Description	PyTorch Shape	TensorFlow Shape
One RGB image	[3, H, W]	[H, W, 3]
One batch (N images)	[N, 3, H, W]	[N, H, W, 3]
One batch + label	(images, labels)	(images, labels)

PyTorch Implementation¶

🔸 Folder-based Dataset Loading

from torchvision import datasets, transforms
from torch.utils.data import DataLoader

# Define transforms
transform = transforms.Compose([
    transforms.Resize((224, 224)),
    transforms.ToTensor(),
    transforms.Normalize([0.485, 0.456, 0.406],
                         [0.229, 0.224, 0.225])
])

# Load dataset
train_dataset = datasets.ImageFolder("data/train", transform=transform)
train_loader = DataLoader(train_dataset, batch_size=32, shuffle=True)

# Check class mapping
print(train_dataset.class_to_idx)  # e.g., {'cat': 0, 'dog': 1}

🔸 Iterating Through a Batch

for images, labels in train_loader:
    print(images.shape)  # [32, 3, 224, 224]
    print(labels)        # Tensor of shape [32]
    break

TensorFlow Implementation¶

🔸 Load from Folder with image_dataset_from_directory

import tensorflow as tf

train_ds = tf.keras.preprocessing.image_dataset_from_directory(
    "data/train",
    image_size=(224, 224),
    batch_size=32,
    label_mode="int",  # or 'categorical' for one-hot
    shuffle=True
)

# Check output
for images, labels in train_ds.take(1):
    print(images.shape)  # (32, 224, 224, 3)
    print(labels.shape)  # (32,)

🔸 Apply Preprocessing via .map()

def preprocess(img, label):
    img = tf.cast(img, tf.float32) / 255.0
    mean = tf.constant([0.485, 0.456, 0.406])
    std = tf.constant([0.229, 0.224, 0.225])
    img = (img - mean) / std
    return img, label

train_ds = train_ds.map(preprocess)

Framework Comparison Table¶

Feature	PyTorch	TensorFlow
Dataset Loader	`datasets.ImageFolder`	`tf.keras.preprocessing.image_dataset_from_directory`
Custom Transforms	`transforms.Compose([...])`	`.map(preprocess_fn)`
Shuffling	`shuffle=True` in DataLoader	`shuffle=True` in loader or `.shuffle(buffer)`
Label format	`class_to_idx` dictionary	Auto-mapped, label mode configurable
Image shape in batch	`[B, 3, H, W]`	`[B, H, W, 3]`

Mini-Exercise¶

Prepare a small dataset with 2–3 image classes (e.g., cat, dog, bird).

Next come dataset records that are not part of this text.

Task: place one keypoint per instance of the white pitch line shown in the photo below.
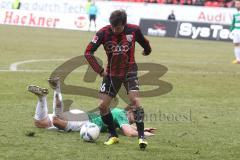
(13, 66)
(168, 72)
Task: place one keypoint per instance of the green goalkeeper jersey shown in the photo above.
(235, 21)
(119, 118)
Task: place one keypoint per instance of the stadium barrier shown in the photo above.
(185, 29)
(135, 11)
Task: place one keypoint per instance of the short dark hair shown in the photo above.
(118, 17)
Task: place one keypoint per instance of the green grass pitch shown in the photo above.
(198, 119)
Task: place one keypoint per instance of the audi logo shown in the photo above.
(113, 47)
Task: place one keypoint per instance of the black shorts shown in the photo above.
(111, 85)
(92, 17)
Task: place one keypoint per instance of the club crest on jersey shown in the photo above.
(129, 37)
(95, 38)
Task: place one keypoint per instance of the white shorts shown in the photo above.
(236, 36)
(75, 120)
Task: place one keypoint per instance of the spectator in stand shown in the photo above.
(172, 17)
(16, 4)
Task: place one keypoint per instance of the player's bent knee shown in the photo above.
(138, 114)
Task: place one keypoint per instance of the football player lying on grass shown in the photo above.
(72, 120)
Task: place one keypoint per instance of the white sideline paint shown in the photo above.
(13, 66)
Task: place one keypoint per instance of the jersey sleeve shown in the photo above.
(90, 50)
(120, 117)
(143, 42)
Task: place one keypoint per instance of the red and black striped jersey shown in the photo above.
(119, 49)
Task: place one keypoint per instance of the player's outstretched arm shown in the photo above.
(131, 131)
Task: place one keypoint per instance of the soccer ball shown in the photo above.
(89, 132)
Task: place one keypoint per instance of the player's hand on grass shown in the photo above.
(150, 130)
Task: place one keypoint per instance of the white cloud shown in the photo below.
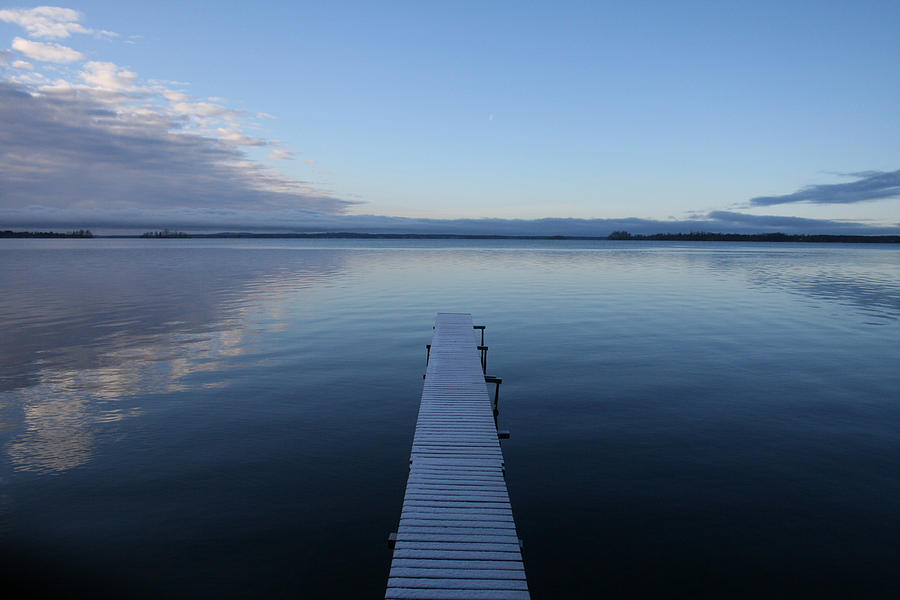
(280, 154)
(175, 96)
(77, 147)
(109, 76)
(47, 21)
(202, 109)
(46, 52)
(238, 138)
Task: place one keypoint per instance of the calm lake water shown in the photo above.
(207, 418)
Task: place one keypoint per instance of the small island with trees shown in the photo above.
(704, 236)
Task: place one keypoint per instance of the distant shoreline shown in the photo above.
(615, 236)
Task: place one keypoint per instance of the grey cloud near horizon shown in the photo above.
(870, 185)
(208, 219)
(71, 149)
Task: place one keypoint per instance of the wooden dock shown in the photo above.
(457, 537)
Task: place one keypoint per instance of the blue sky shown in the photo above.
(305, 116)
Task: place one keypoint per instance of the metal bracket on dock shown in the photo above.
(498, 381)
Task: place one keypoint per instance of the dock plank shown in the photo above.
(457, 536)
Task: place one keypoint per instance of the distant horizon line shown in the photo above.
(614, 236)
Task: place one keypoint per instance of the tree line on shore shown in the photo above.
(78, 233)
(705, 236)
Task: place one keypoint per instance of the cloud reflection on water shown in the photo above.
(69, 370)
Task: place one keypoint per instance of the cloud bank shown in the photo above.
(83, 137)
(208, 219)
(870, 185)
(74, 149)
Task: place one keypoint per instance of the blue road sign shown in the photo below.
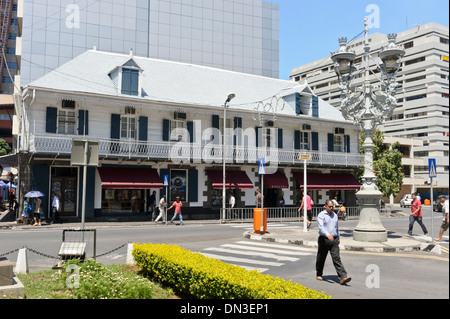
(432, 167)
(262, 166)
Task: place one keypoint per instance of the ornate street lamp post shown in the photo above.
(369, 106)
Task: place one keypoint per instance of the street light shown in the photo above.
(225, 106)
(368, 106)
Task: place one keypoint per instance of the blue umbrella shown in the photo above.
(34, 194)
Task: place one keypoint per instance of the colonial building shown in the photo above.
(154, 118)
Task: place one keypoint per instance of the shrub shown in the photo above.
(195, 275)
(98, 282)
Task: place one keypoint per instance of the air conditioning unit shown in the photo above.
(339, 131)
(179, 116)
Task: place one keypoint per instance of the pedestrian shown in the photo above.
(37, 211)
(55, 208)
(232, 201)
(416, 215)
(309, 204)
(162, 209)
(152, 206)
(258, 198)
(26, 210)
(177, 204)
(445, 210)
(329, 240)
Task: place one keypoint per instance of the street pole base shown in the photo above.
(370, 236)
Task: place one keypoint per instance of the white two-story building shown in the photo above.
(154, 118)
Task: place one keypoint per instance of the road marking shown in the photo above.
(243, 260)
(267, 250)
(253, 253)
(393, 255)
(277, 246)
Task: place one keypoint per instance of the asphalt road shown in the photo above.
(416, 275)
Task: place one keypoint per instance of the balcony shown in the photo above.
(179, 152)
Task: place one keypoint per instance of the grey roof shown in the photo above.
(174, 82)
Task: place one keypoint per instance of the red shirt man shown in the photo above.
(416, 207)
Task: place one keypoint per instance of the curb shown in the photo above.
(345, 247)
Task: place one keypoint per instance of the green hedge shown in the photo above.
(197, 276)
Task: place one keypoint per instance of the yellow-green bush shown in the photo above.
(197, 276)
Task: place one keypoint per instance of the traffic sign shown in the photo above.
(262, 166)
(432, 167)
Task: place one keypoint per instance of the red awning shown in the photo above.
(329, 181)
(129, 178)
(277, 180)
(233, 180)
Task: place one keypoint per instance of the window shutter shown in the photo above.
(297, 145)
(280, 138)
(162, 192)
(315, 141)
(216, 125)
(83, 122)
(258, 131)
(115, 126)
(143, 128)
(190, 128)
(193, 185)
(130, 82)
(166, 130)
(51, 121)
(347, 143)
(330, 142)
(315, 106)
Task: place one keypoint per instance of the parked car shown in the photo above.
(437, 206)
(406, 200)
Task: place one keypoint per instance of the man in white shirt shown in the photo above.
(445, 210)
(232, 201)
(55, 208)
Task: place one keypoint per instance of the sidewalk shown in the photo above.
(396, 242)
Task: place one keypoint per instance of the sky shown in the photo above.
(309, 30)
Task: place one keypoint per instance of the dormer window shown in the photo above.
(130, 81)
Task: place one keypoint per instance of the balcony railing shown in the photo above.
(190, 152)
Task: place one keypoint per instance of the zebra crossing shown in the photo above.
(257, 256)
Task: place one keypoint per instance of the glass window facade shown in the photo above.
(237, 35)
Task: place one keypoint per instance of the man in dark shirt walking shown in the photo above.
(329, 240)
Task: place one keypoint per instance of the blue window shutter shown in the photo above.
(51, 121)
(143, 128)
(166, 130)
(258, 131)
(298, 110)
(347, 143)
(190, 128)
(162, 192)
(315, 141)
(115, 126)
(280, 138)
(130, 82)
(330, 142)
(83, 122)
(216, 125)
(297, 145)
(315, 106)
(193, 185)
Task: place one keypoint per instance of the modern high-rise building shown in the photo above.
(237, 35)
(423, 110)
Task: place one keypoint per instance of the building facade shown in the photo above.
(234, 35)
(154, 118)
(423, 111)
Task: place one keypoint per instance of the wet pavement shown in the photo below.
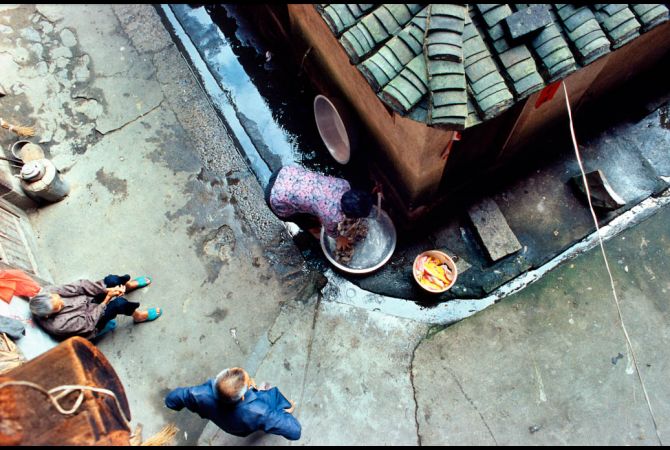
(160, 186)
(533, 192)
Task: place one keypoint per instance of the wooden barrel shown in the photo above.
(27, 416)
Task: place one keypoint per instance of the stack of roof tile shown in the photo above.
(552, 50)
(444, 62)
(650, 15)
(488, 87)
(375, 28)
(517, 61)
(619, 23)
(583, 29)
(455, 65)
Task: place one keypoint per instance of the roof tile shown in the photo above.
(434, 63)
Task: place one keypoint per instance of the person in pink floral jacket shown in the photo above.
(299, 195)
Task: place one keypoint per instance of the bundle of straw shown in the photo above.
(163, 437)
(18, 129)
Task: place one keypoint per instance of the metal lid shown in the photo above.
(32, 171)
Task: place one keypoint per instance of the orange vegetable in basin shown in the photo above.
(434, 271)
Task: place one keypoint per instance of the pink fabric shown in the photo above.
(298, 190)
(16, 282)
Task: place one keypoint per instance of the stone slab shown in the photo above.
(496, 235)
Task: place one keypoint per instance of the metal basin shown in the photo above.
(369, 254)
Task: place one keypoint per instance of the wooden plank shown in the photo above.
(496, 235)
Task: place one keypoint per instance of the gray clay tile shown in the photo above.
(445, 37)
(438, 23)
(374, 28)
(445, 52)
(521, 70)
(451, 81)
(473, 117)
(586, 34)
(515, 55)
(528, 85)
(495, 15)
(374, 74)
(501, 45)
(450, 9)
(528, 20)
(453, 110)
(650, 15)
(420, 111)
(444, 67)
(449, 97)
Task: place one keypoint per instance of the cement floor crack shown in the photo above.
(132, 121)
(416, 403)
(315, 318)
(460, 387)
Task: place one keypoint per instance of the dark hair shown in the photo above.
(356, 203)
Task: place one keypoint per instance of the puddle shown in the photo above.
(267, 106)
(663, 117)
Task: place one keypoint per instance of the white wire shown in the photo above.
(607, 266)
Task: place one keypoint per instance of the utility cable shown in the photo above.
(609, 272)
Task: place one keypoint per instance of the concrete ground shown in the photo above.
(159, 188)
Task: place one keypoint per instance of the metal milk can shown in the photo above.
(41, 180)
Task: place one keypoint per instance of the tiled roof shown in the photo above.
(455, 65)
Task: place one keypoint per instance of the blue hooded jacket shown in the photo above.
(260, 410)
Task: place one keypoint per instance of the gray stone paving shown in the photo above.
(162, 190)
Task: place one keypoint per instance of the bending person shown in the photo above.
(87, 308)
(312, 200)
(233, 402)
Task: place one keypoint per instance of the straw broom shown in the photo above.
(18, 129)
(163, 437)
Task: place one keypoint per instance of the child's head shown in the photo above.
(232, 384)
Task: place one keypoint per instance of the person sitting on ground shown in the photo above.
(299, 195)
(233, 402)
(87, 308)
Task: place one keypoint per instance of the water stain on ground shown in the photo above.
(663, 114)
(218, 314)
(116, 186)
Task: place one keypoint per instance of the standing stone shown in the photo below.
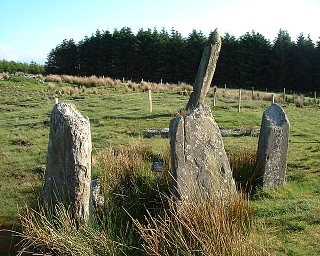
(206, 70)
(199, 161)
(273, 147)
(68, 166)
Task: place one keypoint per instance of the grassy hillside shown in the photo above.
(287, 219)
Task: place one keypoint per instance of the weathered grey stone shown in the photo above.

Then:

Use both PyTorch and TensorFlow to:
- Load dataset from folder
- Apply resizing and normalization
- Create dataloaders/batched datasets
Iterate through 1 batch and print:
- Image tensor shape
- Label mapping (class-to-index)
Try visualizing one batch using matplotlib.
- Bonus: Add a simple augmentation (flip or crop) and re-inspect the batch output.